La nouvelle industrie internationale aura d’ailleurs d’autres conséquences utiles, car elle fournira, outre les peaux, les toisons et le suif déjà importés, des matières premières insuffisantes dans plusieurs de nos industries : notamment les os pour la tabletterie et la fabrication du charbon d’os employé à l’extraction et au raffinage du sucre ; le sang, qui fournit par la dessiccation du sérum, de l’albumine propre aux impressions sur étoffes, et un engrais transportable à de grandes distances, en raison de sa valeur vénale ; les intestins propres à la préparation de la baudruche et des cordes harmoniques pour les instrumens ; la substance cornée, employée dans la préparation du bleu de Prusse ; les tendons, qui servent à fabriquer la gélatine.

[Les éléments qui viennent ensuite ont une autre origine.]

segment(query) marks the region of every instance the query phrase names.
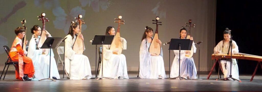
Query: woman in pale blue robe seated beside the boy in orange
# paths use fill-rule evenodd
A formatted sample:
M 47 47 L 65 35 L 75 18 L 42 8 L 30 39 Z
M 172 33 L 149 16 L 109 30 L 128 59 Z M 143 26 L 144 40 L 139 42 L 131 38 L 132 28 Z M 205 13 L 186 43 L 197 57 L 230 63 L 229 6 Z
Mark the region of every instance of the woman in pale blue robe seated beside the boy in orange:
M 35 67 L 35 78 L 36 79 L 45 79 L 49 77 L 49 64 L 50 64 L 50 52 L 49 54 L 42 55 L 42 52 L 45 52 L 46 49 L 40 49 L 37 47 L 37 44 L 39 43 L 40 34 L 41 34 L 41 27 L 39 25 L 34 25 L 33 28 L 31 28 L 32 38 L 29 42 L 28 46 L 28 54 L 27 56 L 30 57 L 33 61 L 34 67 Z M 42 32 L 45 35 L 48 35 L 48 37 L 51 37 L 50 33 L 46 30 L 43 30 Z M 47 49 L 48 50 L 48 49 Z M 53 77 L 53 79 L 59 79 L 59 73 L 56 66 L 56 60 L 54 59 L 53 50 L 51 52 L 51 71 L 50 71 L 50 77 Z

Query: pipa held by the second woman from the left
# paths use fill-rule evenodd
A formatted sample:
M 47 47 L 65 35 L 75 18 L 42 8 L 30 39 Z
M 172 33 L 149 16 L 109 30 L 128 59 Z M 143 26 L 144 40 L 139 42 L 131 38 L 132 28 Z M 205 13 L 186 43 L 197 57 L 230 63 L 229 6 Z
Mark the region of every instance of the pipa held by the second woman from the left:
M 79 32 L 77 37 L 75 38 L 75 42 L 74 42 L 74 46 L 73 46 L 73 50 L 75 51 L 76 54 L 83 54 L 84 52 L 84 43 L 83 40 L 79 37 L 80 34 L 82 34 L 82 23 L 85 24 L 85 22 L 83 22 L 84 20 L 81 20 L 82 15 L 78 15 L 78 19 L 76 22 L 79 22 Z

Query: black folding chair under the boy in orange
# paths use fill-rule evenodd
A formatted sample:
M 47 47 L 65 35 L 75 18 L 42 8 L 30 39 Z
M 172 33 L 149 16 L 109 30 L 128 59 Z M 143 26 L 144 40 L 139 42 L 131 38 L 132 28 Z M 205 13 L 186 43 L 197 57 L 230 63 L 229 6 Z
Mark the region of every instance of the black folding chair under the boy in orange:
M 8 68 L 9 68 L 9 65 L 14 65 L 14 67 L 15 67 L 16 64 L 18 65 L 18 61 L 13 61 L 13 60 L 10 58 L 10 55 L 9 55 L 10 49 L 9 49 L 9 47 L 8 47 L 7 45 L 5 45 L 5 46 L 3 46 L 3 47 L 4 47 L 4 50 L 6 51 L 6 54 L 8 55 L 8 59 L 7 59 L 7 61 L 5 62 L 5 66 L 4 66 L 4 70 L 5 70 L 5 69 L 6 69 L 6 65 L 8 65 L 8 66 L 7 66 L 7 69 L 6 69 L 6 73 L 7 73 L 7 70 L 8 70 Z M 4 73 L 4 70 L 3 70 L 2 74 L 1 74 L 0 80 L 1 80 L 1 78 L 2 78 L 2 75 L 3 75 L 3 73 Z M 15 70 L 19 73 L 19 70 L 18 70 L 17 67 L 15 67 Z M 4 78 L 6 77 L 6 73 L 4 74 Z M 3 80 L 4 80 L 4 78 L 3 78 Z M 22 79 L 23 79 L 23 78 L 22 78 Z M 25 81 L 25 80 L 23 79 L 23 81 Z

La nouvelle source de produits alimentaires tirés des animaux trouvera sans doute un facile écoulement par les voies déjà largement ouvertes à la production remarquable des légumes desséchés, et ajoutera de cette manière un utile complément à l’industrie, établie sur une base solide, qui exploite les matières premières extraites des végétaux. Cette dernière industrie, que nous avons déjà fait connaître, a pris un plus grand essor et réalisé en même temps de nouveaux progrès et de nouvelles économies par l’établissement de sècheries spéciales en différentes régions agricoles plus particulièrement adonnées à certaines cultures. C’est ainsi que l’usine fondée à La Villette est consacrée à la préparation des choux obtenus de la principale culture locale ; l’usine de Rueil s’applique au traitement des pommes de terre, divisées en petits prismes immergés un instant dans l’eau froide, puis desséchés ; l’usine de Meaux trouve dans de bonnes conditions économiques les carottes, qu’elle réduit en tranches minces et dessèche, tandis que la manufacture primitive fondée aux Champs-Elysées, dans Paris, continue à préparer les divers légumes fins aux époques où les marchés sont abondamment pourvus. En même temps qu’elle centralise les produits des trois autres fabriques, elle les soumet à une énergique pression, afin d’en former des tablettes, après les avoir assortis ou réunis en des mélanges conformes aux demandes des administrations publiques et aux habitudes des consommateurs soit de la capitale, soit des départemens. Une cinquième usine est actuellement instituée à Dunkerque : on y prépare exclusivement des choux découpés et soumis à la fermentation acide. Les cinq manufactures disposent d’un matériel considérable, représentant ensemble une force de 169 chevaux, 140 étuves[1] et 10,080 châssis, sans y comprendre les ustensiles de trois féculeries annexes qui, en cas de commandes extraordinaires, peuvent

  1. Chaque étuve en vingt-quatre heures dessèche environ 1,000 kilog. de légumes épluchés, qui donnent de 80 à 100 kilog. desséchés.